Нельзя, однако, как это пытались сделать некоторые, дать дефиницию свободы произвола как способности выбора совершать поступки в пользу или против закона (libertas indiferentiae), хотя произвол как феномен дает тому многочисленные примеры на опыте. В самом деле, свободу (в том виде, в каком она становится нам известна только через моральный закон) мы знаем лишь как негативное свойство в нас, а именно как свойство не быть принуждаемым к поступкам никакими чувственными определяющими основаниями. Но мы никак не можем теоретически предоставить свободу как ноумен, т. е. с точки зрения способности человека лишь как мыслящего существа, насколько оно может быть принуждающим в отношении чувственного произвола, стало быть, если рассматривать его по его положительному качеству. Мы можем постичь только то, что, [во-первых], хотя человек как чувственно воспринимаемое существо обнаруживает на опыте способность делать выбор не только сообразно с законом, но и противно ему, однако это не позволяет нам определить его свободу как свободу умопостигаемого существа, потому что явления не могут сделать понятным ни один сверхчувственный объект (а ведь именно таков свободный произвол); и что, [во-вторых], свободу нельзя усматривать в том, что разумный субъект может сделать выбор, противоречащий его (законодательствующему) разуму, хотя опыт довольно часто и показывает, что это случается (однако мы не можем постигнуть возможность этого). – Действительно, одно дело – соглашаться с каким-нибудь положением (опыта), нечто другое – делать его принципом дефиниции (понятия свободного произвола) и всеобщим признаком отличия (от arbitrio bruto s. servo), так как первое не утверждает, что [этот] признак необходимо относится к понятию, что́, однако, требуется для второго. – Свобода по отношению к внутреннему законодательству разума есть, собственно, только способность; возможность отклониться от него есть отсутствие способности. Каким же образом можно объяснить первую из последнего? Это дефиниция, в которой к практическому понятию добавлено еще и применение его, как тому учит опыт, – дефиниция-помесь (defnitio hybrida), представляющая понятие в ложном свете.

Закон (морально практический) – это положение, содержащее категорический императив (веление). Тот, кто повелевает (imperans) через закон, есть законодатель (legislator). Он создатель (auctor) обязательности по закону, но не всегда он создатель закона. В последнем случае закон был бы положительным (случайным) и произвольным. Закон, который обязывает нас a priori и необходимо через наш собственный разум, может быть выражен и как исходящий от воли высшего законодателя, т. е. такого, который имеет только права и не имеет никаких обязанностей (стало быть, от Божественной воли), однако это означает лишь идею морального существа, воля которого для всех закон, хотя она и не мыслится создателем этого закона.

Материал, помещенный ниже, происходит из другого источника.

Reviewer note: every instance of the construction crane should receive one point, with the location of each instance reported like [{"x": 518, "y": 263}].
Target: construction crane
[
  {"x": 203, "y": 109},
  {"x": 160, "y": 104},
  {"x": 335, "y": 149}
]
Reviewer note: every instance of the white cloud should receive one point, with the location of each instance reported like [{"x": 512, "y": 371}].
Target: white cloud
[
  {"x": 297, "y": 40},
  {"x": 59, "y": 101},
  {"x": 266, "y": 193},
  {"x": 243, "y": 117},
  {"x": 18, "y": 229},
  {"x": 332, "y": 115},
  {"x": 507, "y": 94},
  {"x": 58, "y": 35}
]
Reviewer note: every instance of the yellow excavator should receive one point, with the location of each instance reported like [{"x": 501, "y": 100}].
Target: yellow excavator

Вменение (imputatio) в моральном значении – это суждение, по которому кто-то рассматривается как виновник (causa libera) поступка, называющегося в этом случае действием (factum) и подчиняющегося законам; если это суждение влечет за собой также правовые последствия из этого действия, то оно вменение, имеющее правовую силу (imputatio iudiciaria s. valida), в других случаях оно будет лишь вменением, вытекающим из суждения (imputatio diiudicatoria). – То лицо (физическое или моральное), которое обладает правомочием производить вменение, имеющее правовую силу, называется судьей или же судом (iudex s. forum).

То, что человек делает сообразно с долгом больше того, к чему он может быть принужден законом, ставится в заслугу (meritum); то, что он делает только соразмерно закону, и не больше, – это исполнение долга (debitum); наконец, то, что он делает менее того, чего требует долг, есть моральная провинность (demeritum). Правовое следствие провинности есть наказание (poena); правовое следствие ставящегося в заслугу поступка есть награда (praemium), при условии что, будучи обещанной законом, эта награда была побудительной причиной; соответствие поведения долгу не имеет никакого правового следствия. – Добровольное вознаграждение (remuneratio repensio benefca) не находится ни в каком правовом отношении к поступку.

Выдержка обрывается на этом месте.